In June 2018, it was reported the Strangers' Dining Room the UK’s House of Commons in Westminster had changed the name of “Spotted Dick” to “Spotted Richard” although in other parts of the country, the suet & dried fruit sponge dessert remained on sale under the traditional name.  Derided by many as “wokeness” or “political correctness gone mad” the restaurant staff confirmed the change had been made in case anyone found the conjunction of spotted and dick “confronting”.  There’s no suggestion any complaints had been received which might have prompted the change but ideas soon flowed about the way people might be protected from other culinary micro-aggressions: Apple crumble was thought to be potentially offensive to those diagnosed with anxiety disorders so it might better be called apple support while the extra virgin olive oil offered with breads could be triggering for the Incels (involuntary celibate men).  Perhaps such oil could be labelled young because one certainly doesn’t wish to trigger the Incels.  The sight of Cock-a-leekie soup on a menu would be challenging for both the incontinent and those recovering from certain STIs (sexually transmitted infections which were once known as STDs (sexually transmitted diseases and before that venereal disease (VD)) so it would be better to play it straight and re-brand as chicken & leek soup.  It wasn’t until the 1970s VD began to be replaced by STD (VD thought to have to have gained too many specific associations) but fortunately for AT&T, in 1951 they renamed their STD (Subscriber Toll Dialing) service to DDD (Direct Distance Dialing), apparently for no better reason than the alliterative appeal although it's possible they just wanted to avoid mentioning “toll” with all that implies.  Many countries in the English-speaking world continued to use STD for the phone calls, even after the public health specialists had re-purposed the initialization.

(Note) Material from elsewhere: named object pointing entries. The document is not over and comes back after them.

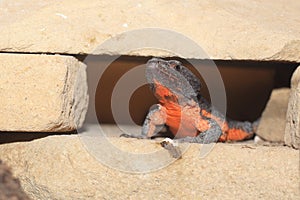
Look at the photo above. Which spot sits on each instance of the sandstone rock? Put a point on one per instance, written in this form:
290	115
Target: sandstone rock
10	187
42	93
292	130
59	167
223	29
273	121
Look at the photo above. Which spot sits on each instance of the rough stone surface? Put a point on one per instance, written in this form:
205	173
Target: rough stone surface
292	130
42	93
59	167
273	121
10	187
255	30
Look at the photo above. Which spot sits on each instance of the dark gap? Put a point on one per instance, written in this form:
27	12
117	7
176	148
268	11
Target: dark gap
10	137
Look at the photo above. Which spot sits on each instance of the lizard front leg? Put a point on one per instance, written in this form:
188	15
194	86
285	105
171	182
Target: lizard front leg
154	122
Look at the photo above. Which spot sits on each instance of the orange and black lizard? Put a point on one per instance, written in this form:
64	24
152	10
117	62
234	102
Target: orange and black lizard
181	108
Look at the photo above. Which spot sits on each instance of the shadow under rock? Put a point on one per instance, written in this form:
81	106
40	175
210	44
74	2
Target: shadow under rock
10	137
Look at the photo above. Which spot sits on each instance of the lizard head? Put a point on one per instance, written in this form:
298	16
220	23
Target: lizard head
172	78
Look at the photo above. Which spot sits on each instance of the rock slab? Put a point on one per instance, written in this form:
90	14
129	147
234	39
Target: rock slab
42	93
273	121
292	130
221	28
60	167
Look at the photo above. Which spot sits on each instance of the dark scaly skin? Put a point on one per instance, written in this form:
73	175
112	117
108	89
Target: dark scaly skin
183	110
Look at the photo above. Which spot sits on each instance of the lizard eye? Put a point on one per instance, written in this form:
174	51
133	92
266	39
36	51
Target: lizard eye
177	67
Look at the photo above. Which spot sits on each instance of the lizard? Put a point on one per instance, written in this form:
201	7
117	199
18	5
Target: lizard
182	108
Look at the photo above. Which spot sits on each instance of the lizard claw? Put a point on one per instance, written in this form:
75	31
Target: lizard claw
172	147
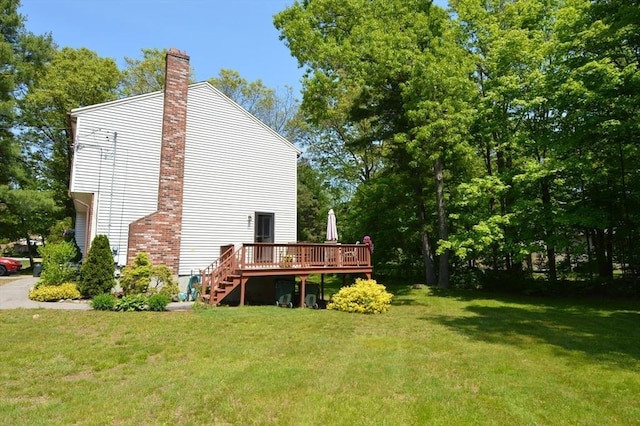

Famous for his sartorial daring: Tennis player Roger Federer (b 1981), Wimbledon, July 2023.

A long-standing orthodoxy in fashion is (1) stripes and spots should never be mixed, (2) either should be worn only with a solid and (3) there's the added caveat care should be taken with color choices.  However, neither all stripes nor all spots are created equal; dimensionality matters so if small enough and in the right color combination, either can for these purposes work as solids and thus be available for mix & match.  To illustrate the technique, style guru Elisabeth McKnight explains pattern mixing with polka dots:

(1) Pick a color palette: Black and white is an easy starter palette, but even if adding color, stick to only a few.  Find patterns with the same colors in them or keep it easy by mixing colors of the same tone together (pastels with pastels or jewel tones with jewel tones, for example).

(2) Mix patterns of different scales: Pair a small print with a large and avoid prints of the same size. If using only one print (like a tiny polka dot skirt) with a very small print, essentially it acts as a neutral.  So, when wearing polka dots and stripes together, ensure dots are small if the stripes are bold.  Alternatively, if the print of the stripe is small, it can be paired with bigger dots.  As a rule of thumb, use the “ten foot rule”.  At that distance, to the naked eye, the fabric with small dots or strips should be had to distinguish from a solid.

(3) Mix textures for added dimension: Although it can be a dramatic look, especially with statements like red or purple, interest can be added if different fabrics are used for top and bottom garments.

How it's done: Lindsay Lohan demonstrates how spots and stripes work best with solids.